Santriwati akan digilir menjadi pelaksana kegiatan muhadoroh, pembagian peran seperti siapa yang jadi MC, Qoriah, Khatibah, dan Pembaca Doa. Fasilitator akan memberikan catatan-catatan pada pelaksanaan muhadoroh sebagai umpan balik dan refleksi bagi santriwati. Selain itu santriwati yang menjadi mustamik (pendengar, penyimak) juga diberikan tugas membuta ringkasan (resume) dari materi yang disampaikan, seperti mencatat kutipan ayat Al Quran atau hadis yang disampaikan Khatibah. Fasilitator akan mencatat hasil resume ini ke lembar kerja aktivitas santriwati, bahwa mereka telah mengikuti program Muhadoroh.

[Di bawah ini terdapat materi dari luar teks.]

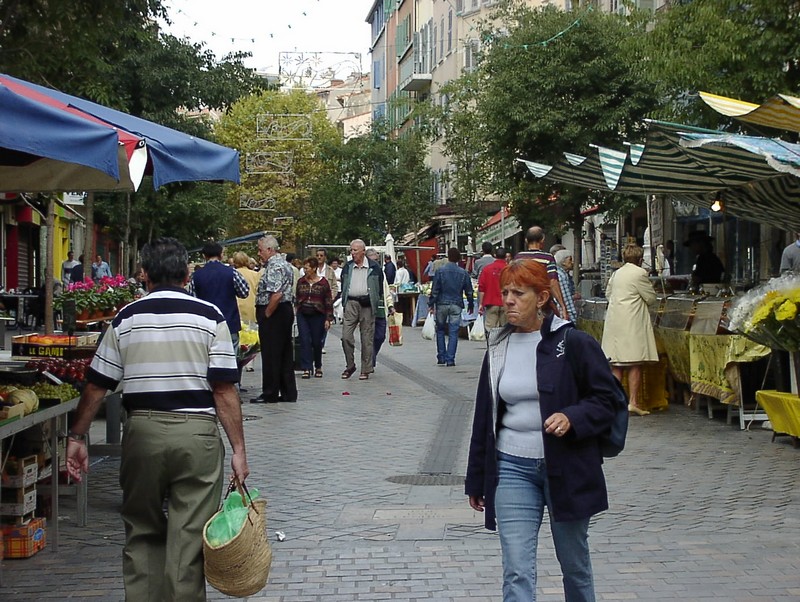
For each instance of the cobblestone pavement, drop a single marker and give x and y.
(699, 510)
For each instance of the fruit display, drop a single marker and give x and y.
(11, 396)
(71, 371)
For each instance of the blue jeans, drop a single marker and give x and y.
(522, 493)
(448, 321)
(378, 338)
(311, 330)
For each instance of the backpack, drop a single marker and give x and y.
(612, 441)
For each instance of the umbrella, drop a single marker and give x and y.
(389, 250)
(54, 142)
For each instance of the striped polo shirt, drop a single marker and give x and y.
(166, 349)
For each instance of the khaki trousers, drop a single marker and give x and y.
(362, 318)
(175, 457)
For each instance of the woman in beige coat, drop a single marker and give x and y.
(628, 339)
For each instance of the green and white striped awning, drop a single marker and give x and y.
(758, 178)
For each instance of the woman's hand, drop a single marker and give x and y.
(477, 503)
(558, 425)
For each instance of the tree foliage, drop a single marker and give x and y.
(553, 82)
(290, 191)
(748, 50)
(372, 184)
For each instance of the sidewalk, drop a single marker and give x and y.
(365, 478)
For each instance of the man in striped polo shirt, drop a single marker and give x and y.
(173, 355)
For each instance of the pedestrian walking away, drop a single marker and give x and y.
(628, 338)
(314, 316)
(385, 307)
(451, 284)
(490, 299)
(221, 285)
(362, 291)
(536, 437)
(173, 355)
(275, 315)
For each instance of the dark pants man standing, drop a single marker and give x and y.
(275, 314)
(277, 356)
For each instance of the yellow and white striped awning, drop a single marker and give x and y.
(781, 112)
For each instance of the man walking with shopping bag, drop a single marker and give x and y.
(173, 355)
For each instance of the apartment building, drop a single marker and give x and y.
(417, 47)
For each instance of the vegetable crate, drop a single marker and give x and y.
(23, 541)
(20, 473)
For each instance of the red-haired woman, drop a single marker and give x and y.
(535, 436)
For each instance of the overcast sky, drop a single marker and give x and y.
(267, 28)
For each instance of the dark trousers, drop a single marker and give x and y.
(277, 357)
(311, 328)
(378, 339)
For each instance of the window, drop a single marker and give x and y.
(433, 47)
(471, 55)
(450, 31)
(441, 40)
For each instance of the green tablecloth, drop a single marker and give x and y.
(675, 344)
(713, 364)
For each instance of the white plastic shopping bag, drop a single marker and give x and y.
(478, 331)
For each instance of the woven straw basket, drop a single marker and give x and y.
(241, 566)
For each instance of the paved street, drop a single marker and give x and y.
(366, 481)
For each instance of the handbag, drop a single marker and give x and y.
(240, 567)
(395, 322)
(478, 330)
(429, 328)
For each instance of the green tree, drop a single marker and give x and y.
(289, 161)
(73, 45)
(551, 82)
(371, 183)
(457, 125)
(748, 50)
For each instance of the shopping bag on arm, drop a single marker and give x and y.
(395, 322)
(429, 328)
(478, 330)
(237, 555)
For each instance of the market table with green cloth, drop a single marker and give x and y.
(714, 364)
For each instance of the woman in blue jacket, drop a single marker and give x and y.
(535, 436)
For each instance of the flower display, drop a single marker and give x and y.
(768, 314)
(104, 296)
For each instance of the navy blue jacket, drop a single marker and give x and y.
(574, 461)
(214, 283)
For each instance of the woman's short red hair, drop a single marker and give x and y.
(529, 273)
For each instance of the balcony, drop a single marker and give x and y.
(415, 75)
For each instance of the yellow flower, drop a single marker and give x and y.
(786, 311)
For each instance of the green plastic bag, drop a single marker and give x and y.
(227, 523)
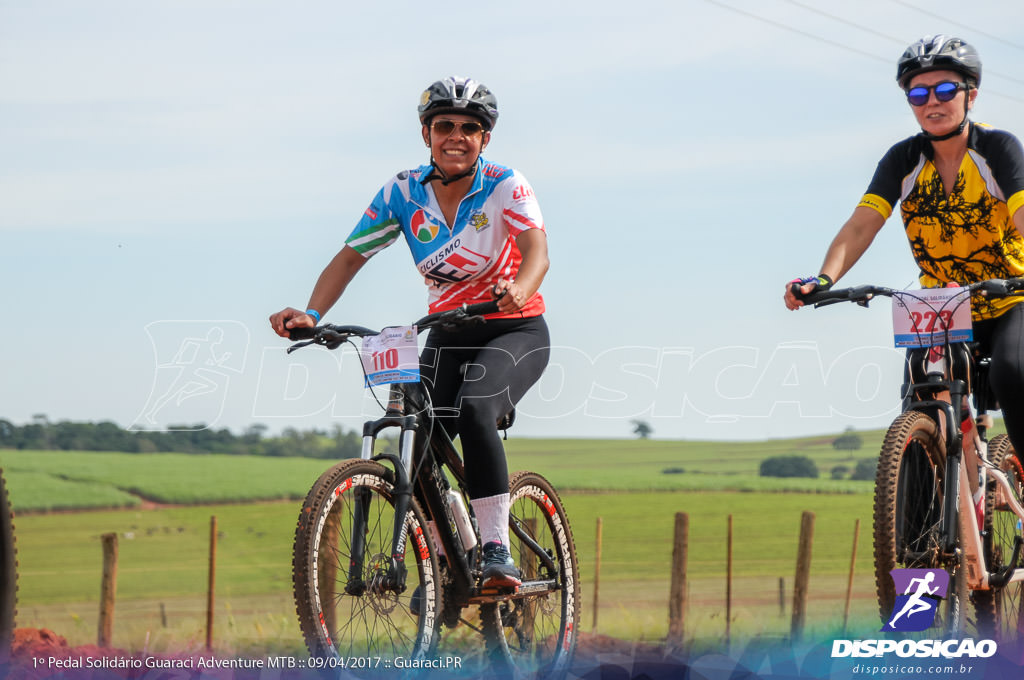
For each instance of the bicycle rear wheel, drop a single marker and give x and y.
(537, 634)
(1001, 528)
(908, 493)
(348, 605)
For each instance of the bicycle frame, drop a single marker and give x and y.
(419, 471)
(962, 519)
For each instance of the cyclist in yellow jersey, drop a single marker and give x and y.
(960, 186)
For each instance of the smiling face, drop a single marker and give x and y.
(455, 153)
(936, 117)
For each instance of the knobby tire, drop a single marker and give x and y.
(537, 635)
(369, 620)
(1001, 527)
(908, 493)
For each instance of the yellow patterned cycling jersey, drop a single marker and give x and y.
(969, 235)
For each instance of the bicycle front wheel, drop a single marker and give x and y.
(538, 633)
(908, 493)
(1001, 528)
(351, 600)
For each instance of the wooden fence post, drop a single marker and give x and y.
(108, 589)
(849, 583)
(210, 584)
(678, 591)
(803, 576)
(597, 574)
(728, 585)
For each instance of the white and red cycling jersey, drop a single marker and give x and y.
(460, 262)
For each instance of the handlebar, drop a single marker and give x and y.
(992, 289)
(332, 336)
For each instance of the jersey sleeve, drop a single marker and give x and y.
(379, 226)
(886, 186)
(521, 210)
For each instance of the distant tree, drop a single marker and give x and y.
(642, 429)
(865, 469)
(849, 440)
(839, 472)
(788, 466)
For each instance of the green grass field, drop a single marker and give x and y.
(163, 557)
(55, 480)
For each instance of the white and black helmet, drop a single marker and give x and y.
(939, 53)
(459, 95)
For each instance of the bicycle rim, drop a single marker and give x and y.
(352, 612)
(1001, 528)
(538, 634)
(908, 492)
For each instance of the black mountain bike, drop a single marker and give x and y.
(372, 593)
(945, 498)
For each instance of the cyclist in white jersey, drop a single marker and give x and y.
(475, 232)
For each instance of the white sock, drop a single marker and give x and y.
(493, 516)
(436, 538)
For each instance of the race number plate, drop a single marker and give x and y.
(932, 316)
(391, 356)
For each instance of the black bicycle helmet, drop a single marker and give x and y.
(939, 53)
(459, 95)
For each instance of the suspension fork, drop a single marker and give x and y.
(954, 460)
(395, 576)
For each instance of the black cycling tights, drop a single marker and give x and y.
(1003, 338)
(503, 358)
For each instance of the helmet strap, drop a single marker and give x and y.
(960, 129)
(437, 173)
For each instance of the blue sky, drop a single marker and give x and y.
(173, 172)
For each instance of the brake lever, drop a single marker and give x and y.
(299, 345)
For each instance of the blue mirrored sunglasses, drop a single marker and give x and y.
(944, 91)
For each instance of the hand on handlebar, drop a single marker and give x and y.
(509, 295)
(288, 319)
(797, 289)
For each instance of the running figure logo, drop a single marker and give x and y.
(918, 595)
(195, 362)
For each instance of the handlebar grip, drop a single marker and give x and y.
(301, 334)
(481, 308)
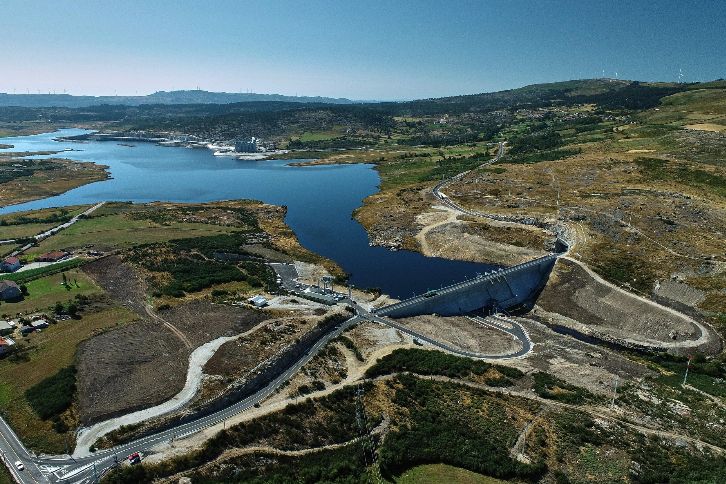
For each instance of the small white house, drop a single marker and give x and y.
(6, 344)
(10, 264)
(39, 324)
(258, 301)
(6, 327)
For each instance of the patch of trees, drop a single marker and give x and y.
(294, 427)
(59, 217)
(657, 464)
(552, 388)
(344, 466)
(25, 168)
(348, 343)
(633, 96)
(659, 169)
(539, 141)
(426, 362)
(438, 432)
(192, 272)
(342, 142)
(54, 395)
(453, 165)
(540, 156)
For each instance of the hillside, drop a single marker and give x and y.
(159, 97)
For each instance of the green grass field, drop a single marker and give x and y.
(43, 293)
(39, 356)
(442, 473)
(121, 231)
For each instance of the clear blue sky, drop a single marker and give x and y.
(364, 49)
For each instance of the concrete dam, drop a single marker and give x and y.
(514, 288)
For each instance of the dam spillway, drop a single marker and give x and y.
(516, 287)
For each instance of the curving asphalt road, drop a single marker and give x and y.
(65, 468)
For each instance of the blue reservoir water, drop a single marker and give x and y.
(320, 201)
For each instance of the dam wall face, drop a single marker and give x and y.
(512, 288)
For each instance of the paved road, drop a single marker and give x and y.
(65, 468)
(482, 278)
(88, 469)
(54, 230)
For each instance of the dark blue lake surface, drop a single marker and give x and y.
(320, 201)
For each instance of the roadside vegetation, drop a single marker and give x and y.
(470, 431)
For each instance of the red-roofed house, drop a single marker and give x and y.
(10, 291)
(54, 256)
(11, 264)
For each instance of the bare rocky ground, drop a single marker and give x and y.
(462, 333)
(130, 368)
(583, 301)
(202, 321)
(238, 358)
(120, 281)
(144, 364)
(582, 364)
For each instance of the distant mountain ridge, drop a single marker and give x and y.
(159, 97)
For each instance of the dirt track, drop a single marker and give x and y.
(583, 301)
(144, 364)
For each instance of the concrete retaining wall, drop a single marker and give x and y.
(517, 286)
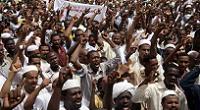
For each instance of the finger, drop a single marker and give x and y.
(15, 94)
(22, 82)
(6, 102)
(11, 94)
(14, 104)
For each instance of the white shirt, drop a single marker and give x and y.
(41, 101)
(63, 108)
(152, 95)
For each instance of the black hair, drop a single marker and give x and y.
(90, 52)
(44, 45)
(196, 41)
(148, 58)
(183, 54)
(166, 67)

Tentu program Muhadoroh yang kami laksanakan ini masih jauh dari sempurna, berbagai masukan dan perbaikan secara berkelanjutan terus kami ihtiarkan. Dengan mengikuti muhadoroh diharapkan santriwati mampu menunjukan kemampuan terbaiknya selain itu menambah wawawan, pengalaman melalui kegiatan pembelajaran yang bermakna. Dengan adanya umpan balik dan refleksi selepas kegiatan antara fasilitator dengan santriwati, dari waktu ke waktu santriwati akan mampu dan berani tampil. Selepas dari pesantren ‘Aisyiyah Boarding School Bandung, kemampuan publik speaking seperti ini sangat dibutuhkan. Fasilitator dalam hal ini pembina kepesantrenan akan terus menyemangati, memotivasi agar santriwati memanfaatkan program ini dan berlatih terus menerus.